Agnieszka Warso-Buchanan: Administracja kolejny raz przygotowuje dokumenty, które po dwóch, trzech latach okażą się nieefektywne.
Media
Komisja Europejska dostrzegła, że w Polsce nie ma możliwości zaskarżenia programu ochrony powietrza (POP) uchwalanego przez sejmik województwa i wszczęła wobec Polski procedurę przeciwnaruszeniową. Próby zaskarżania programów w sądach były nieskuteczne, bo...?
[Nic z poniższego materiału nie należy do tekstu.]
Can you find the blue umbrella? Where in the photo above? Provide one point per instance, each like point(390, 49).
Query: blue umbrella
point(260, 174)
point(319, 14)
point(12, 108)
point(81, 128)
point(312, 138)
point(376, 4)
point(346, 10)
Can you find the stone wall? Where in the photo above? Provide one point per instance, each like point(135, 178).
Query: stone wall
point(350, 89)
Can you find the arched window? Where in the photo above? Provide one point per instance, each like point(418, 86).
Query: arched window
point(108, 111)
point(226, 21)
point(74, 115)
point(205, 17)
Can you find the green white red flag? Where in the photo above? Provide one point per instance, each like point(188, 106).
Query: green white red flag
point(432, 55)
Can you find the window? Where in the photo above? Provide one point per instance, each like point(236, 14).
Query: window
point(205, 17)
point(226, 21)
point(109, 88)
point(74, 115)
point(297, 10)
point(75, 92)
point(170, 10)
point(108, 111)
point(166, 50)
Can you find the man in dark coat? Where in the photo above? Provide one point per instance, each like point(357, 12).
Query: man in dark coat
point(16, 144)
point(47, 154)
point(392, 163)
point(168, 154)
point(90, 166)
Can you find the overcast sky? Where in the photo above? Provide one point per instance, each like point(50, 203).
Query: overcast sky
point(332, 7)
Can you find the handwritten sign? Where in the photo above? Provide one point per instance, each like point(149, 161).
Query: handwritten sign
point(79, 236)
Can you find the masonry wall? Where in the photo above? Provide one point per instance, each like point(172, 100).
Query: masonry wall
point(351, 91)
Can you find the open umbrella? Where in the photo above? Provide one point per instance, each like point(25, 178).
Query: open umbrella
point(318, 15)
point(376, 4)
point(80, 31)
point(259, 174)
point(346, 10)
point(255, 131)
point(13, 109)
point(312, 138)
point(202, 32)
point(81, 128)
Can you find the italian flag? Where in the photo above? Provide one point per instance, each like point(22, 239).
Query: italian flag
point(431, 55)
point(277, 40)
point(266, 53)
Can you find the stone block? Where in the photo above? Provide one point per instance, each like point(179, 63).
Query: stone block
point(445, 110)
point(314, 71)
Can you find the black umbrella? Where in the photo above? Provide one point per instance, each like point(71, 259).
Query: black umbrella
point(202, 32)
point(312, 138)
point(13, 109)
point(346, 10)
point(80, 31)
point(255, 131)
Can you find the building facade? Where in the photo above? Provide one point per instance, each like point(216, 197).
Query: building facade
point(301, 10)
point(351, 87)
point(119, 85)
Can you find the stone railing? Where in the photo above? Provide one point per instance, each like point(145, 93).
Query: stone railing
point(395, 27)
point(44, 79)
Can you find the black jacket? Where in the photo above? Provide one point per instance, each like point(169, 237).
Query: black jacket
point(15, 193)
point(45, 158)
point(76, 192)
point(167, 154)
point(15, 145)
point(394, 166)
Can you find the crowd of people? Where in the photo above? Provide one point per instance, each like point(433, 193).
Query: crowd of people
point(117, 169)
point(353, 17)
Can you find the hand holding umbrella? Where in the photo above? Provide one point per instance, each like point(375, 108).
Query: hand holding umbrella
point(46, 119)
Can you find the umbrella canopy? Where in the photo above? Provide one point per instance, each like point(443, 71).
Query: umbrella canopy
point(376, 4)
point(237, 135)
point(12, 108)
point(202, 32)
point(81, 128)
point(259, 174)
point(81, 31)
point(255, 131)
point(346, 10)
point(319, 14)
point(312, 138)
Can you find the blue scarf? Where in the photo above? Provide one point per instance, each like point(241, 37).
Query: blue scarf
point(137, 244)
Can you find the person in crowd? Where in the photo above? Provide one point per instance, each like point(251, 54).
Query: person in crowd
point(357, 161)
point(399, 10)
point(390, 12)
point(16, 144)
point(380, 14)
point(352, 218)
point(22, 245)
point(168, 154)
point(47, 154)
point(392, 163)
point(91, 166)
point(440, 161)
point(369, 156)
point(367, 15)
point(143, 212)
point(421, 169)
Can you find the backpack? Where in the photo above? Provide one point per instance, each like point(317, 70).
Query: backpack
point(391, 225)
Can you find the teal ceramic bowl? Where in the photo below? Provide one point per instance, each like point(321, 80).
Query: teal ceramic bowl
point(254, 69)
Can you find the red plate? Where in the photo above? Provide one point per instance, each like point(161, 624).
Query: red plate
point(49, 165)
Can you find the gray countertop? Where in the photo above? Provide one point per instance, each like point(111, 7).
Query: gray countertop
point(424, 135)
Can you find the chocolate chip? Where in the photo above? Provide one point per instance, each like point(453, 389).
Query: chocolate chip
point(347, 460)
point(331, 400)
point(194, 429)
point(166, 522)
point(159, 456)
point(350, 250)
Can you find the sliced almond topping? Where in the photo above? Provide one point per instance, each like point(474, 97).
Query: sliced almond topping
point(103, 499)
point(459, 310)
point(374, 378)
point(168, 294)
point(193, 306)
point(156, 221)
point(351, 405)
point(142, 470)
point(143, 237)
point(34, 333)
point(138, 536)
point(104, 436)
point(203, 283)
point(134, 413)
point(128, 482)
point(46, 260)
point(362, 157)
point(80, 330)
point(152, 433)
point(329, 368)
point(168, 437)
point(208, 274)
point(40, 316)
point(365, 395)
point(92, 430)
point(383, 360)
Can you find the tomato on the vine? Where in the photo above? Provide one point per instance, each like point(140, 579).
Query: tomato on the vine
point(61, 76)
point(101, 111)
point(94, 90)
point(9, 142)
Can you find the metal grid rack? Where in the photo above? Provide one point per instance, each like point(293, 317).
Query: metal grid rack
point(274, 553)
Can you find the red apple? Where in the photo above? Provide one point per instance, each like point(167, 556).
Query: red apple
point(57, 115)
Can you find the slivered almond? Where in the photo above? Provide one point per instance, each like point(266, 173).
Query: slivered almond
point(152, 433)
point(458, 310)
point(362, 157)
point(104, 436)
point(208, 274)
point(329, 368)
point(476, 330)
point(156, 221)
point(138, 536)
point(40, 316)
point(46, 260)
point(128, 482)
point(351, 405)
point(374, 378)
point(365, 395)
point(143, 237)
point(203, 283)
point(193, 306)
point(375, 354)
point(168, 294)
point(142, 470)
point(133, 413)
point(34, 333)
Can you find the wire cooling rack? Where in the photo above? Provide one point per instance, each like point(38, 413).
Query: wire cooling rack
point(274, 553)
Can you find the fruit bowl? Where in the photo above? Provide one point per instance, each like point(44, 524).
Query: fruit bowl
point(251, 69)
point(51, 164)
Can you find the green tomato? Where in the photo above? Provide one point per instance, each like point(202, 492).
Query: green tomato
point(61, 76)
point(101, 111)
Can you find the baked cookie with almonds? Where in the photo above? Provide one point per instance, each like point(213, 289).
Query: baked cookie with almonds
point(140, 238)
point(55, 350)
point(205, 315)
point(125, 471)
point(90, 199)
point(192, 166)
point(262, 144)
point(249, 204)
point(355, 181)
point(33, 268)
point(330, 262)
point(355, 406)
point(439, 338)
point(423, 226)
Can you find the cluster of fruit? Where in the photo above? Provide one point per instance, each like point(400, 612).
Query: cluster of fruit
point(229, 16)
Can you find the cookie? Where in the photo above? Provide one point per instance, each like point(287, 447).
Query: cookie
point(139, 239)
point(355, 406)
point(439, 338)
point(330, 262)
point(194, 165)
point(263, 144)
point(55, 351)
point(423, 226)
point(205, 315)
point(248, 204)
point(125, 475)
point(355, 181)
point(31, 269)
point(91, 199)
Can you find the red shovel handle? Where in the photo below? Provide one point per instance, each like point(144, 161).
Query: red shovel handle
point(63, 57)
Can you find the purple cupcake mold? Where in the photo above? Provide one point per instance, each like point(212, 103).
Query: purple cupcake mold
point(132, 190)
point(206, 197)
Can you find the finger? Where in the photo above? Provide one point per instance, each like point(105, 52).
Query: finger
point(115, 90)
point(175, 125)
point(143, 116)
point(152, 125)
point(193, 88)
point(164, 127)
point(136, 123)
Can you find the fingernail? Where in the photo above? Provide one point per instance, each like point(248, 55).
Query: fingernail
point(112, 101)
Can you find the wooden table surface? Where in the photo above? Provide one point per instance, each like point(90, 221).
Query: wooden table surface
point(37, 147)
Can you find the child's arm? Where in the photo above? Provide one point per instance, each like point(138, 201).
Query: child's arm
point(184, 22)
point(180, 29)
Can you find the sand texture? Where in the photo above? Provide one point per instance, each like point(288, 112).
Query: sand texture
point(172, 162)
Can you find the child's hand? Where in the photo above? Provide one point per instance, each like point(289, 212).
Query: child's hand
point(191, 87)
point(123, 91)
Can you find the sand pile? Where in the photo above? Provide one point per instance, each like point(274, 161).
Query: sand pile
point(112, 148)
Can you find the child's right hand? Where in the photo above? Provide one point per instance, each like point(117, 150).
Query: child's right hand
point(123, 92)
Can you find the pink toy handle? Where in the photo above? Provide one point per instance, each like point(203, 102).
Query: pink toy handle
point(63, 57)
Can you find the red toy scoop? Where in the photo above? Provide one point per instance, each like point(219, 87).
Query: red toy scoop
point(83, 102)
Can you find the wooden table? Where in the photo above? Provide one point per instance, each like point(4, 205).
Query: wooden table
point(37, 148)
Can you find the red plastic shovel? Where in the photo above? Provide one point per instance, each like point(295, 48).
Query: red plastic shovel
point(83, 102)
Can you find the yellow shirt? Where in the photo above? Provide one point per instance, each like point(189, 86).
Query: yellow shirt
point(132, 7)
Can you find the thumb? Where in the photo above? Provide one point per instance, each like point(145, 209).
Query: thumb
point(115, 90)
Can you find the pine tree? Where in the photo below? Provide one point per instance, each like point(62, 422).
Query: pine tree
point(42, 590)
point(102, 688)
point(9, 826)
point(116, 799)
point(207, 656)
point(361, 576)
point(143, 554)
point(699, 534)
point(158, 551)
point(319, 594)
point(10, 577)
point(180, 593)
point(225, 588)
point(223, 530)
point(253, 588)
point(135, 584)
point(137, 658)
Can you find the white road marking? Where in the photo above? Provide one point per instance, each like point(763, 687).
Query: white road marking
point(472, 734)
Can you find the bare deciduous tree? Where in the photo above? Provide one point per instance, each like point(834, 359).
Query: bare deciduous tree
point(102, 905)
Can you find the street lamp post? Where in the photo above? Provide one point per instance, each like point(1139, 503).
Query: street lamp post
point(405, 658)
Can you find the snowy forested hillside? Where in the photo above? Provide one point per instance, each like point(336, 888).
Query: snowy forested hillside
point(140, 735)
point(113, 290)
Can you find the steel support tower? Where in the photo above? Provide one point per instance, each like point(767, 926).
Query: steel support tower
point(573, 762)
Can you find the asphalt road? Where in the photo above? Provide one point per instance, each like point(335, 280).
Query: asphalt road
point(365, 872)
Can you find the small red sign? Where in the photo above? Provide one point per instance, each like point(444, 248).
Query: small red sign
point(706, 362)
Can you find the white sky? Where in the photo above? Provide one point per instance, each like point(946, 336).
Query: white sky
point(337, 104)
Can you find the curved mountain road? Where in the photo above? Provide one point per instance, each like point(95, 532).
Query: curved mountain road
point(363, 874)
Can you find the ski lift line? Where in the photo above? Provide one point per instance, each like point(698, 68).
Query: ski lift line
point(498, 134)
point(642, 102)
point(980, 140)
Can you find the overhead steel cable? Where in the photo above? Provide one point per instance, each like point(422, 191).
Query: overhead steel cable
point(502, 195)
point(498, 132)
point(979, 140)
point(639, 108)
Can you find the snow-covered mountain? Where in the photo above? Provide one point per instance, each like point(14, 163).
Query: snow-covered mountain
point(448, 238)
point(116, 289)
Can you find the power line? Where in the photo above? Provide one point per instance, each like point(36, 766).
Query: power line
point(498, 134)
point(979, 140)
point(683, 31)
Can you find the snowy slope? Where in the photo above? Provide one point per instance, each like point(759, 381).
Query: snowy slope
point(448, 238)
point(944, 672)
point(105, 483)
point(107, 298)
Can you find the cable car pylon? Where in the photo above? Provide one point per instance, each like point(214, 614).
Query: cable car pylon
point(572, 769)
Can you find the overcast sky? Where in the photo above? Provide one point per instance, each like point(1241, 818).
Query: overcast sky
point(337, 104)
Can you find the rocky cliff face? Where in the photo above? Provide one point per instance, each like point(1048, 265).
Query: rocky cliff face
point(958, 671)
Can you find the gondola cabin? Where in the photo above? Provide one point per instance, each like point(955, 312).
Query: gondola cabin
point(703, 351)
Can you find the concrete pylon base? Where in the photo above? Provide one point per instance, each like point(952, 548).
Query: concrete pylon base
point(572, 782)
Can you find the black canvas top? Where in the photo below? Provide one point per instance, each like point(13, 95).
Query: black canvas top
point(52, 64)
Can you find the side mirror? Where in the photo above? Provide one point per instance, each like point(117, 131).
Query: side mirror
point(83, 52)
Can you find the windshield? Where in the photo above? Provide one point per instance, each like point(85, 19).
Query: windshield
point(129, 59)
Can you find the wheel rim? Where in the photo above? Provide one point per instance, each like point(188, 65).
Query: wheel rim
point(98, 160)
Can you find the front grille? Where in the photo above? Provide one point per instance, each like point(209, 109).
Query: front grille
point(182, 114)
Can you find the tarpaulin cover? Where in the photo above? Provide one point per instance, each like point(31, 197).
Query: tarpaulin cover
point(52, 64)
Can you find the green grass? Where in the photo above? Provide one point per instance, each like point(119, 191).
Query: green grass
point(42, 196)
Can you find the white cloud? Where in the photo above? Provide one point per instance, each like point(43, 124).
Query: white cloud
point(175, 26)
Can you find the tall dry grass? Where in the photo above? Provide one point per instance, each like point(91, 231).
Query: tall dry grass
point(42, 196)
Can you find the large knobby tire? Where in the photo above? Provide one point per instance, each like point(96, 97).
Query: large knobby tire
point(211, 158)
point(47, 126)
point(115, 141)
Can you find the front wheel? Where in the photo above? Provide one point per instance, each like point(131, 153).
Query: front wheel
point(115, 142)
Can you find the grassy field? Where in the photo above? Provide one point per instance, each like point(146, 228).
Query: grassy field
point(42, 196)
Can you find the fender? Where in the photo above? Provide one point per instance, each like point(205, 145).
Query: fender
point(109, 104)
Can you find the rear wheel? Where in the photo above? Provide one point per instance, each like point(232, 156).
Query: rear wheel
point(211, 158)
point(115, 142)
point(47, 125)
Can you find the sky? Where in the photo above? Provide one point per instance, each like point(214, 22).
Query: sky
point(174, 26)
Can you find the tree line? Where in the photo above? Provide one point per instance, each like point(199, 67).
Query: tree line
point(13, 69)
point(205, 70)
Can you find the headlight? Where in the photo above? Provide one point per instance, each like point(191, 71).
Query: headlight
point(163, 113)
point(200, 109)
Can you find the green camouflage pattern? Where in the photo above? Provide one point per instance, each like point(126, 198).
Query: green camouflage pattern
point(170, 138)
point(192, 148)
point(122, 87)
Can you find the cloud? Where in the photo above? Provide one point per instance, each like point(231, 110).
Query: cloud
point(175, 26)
Sądy administracyjne orzekały, że obywatele i obywatelki Polski, a także organizacje pozarządowe nie mają legitymacji procesowej w tych sprawach, ponieważ nie mają interesu prawnego w zaskarżeniu uchwały sejmiku wojewódzkiego przyjmującej POP. Kończyło się to odrzuceniem sprawy. Komisja Europejska (KE) wszczęła procedurę przeciwnaruszeniową wobec Polski, ponieważ analizując polskie przepisy oraz orzecznictwo sądów, stwierdziła, że nie gwarantują one prawa zaskarżenia uchwały podjętej przez sejmik województwa, a w istocie znacząco ograniczają fundamentalne prawo, jakim jest prawo do sądu w sprawach jakości powietrza, osobom indywidualnym i organizacjom pozarządowym.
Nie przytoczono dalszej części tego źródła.